Ninguna mueca facial mostraba que sufría con esos recuerdos. Tan solo las comisuras de los labios se veían alteradas, ocasionalmente, con una leve sonrisa.
Las manos se afianzaban fuertemente a la sabana bajera, a ambos lados de su cuerpo. Como tratando de asirse por más tiempo en el poco aire que le quedaba de vida.
Los pitidos de los aparatos que lo rodeaban eran lo único que estaban compaginados. Aquellos tic, tic, tic, tan, aparentemente, eternos llegaban a ser monótonos.
Él, en su estado, si interpretaba aquellos sonidos, no le prestaba la más mínima atención y ella, sentada en la silla, de cuero marrón, que estaba justo al lado de la única ventana de la habitación, tan solo lo miraba y esperaba el momento en que esos ruidos cesaran.
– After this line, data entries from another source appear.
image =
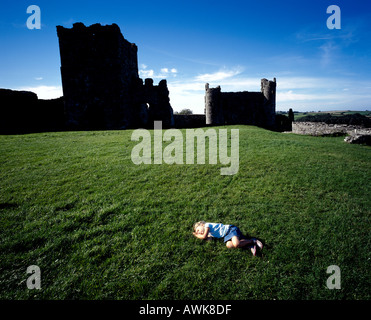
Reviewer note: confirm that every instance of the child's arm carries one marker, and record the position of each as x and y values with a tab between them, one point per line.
202	236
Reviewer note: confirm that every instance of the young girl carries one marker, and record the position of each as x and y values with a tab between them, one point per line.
232	235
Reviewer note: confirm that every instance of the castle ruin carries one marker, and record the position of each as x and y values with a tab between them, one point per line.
250	108
102	90
100	81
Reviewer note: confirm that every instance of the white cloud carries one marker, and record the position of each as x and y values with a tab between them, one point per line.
146	73
218	76
45	92
150	73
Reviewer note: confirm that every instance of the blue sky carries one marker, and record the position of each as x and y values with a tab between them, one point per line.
228	43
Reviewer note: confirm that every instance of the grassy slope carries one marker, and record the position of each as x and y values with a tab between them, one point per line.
101	227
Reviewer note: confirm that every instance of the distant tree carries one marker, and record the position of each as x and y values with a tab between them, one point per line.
185	112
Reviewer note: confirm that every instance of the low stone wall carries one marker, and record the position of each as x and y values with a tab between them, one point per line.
355	134
323	129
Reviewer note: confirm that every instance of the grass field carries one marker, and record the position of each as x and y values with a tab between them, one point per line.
100	227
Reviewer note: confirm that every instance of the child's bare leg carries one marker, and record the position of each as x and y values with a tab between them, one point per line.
240	243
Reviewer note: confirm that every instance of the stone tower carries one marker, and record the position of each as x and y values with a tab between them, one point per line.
213	106
98	67
268	88
251	108
101	85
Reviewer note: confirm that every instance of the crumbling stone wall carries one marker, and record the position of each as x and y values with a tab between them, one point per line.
252	108
100	80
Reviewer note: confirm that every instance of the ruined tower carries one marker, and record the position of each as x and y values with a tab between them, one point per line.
213	108
252	108
100	80
268	88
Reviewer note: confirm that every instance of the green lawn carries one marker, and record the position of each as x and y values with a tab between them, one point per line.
100	227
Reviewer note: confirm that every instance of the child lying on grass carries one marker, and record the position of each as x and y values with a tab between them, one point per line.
232	235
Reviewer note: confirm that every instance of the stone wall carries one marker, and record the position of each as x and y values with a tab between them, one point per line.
323	129
100	80
355	134
251	108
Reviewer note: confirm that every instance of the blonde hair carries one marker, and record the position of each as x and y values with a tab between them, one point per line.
199	223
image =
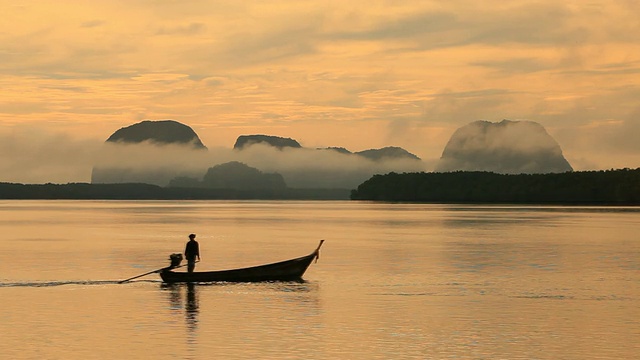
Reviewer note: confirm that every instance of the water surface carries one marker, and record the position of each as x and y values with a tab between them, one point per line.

La puerta, de la habitación, estaba completamente cerrada por lo tanto cualquier anomalía que sucediera en la misma, no sería oída por ninguna de las enfermeras que estaban a su cuidado. Ella agradeció esa contingencia pues así todo sería más rápido en su larga espera.
Una leve sacudida corporal, un espasmo y fue justo el momento en que todo ruido funcionó al mismo compás del silencio. Entonces ella se levantó lentamente, se acercó al cuerpo caliente del hombre y alargando sus dos manos tomó lo que viniera a buscar y ambas se alejaron cruzando la puerta cerrada.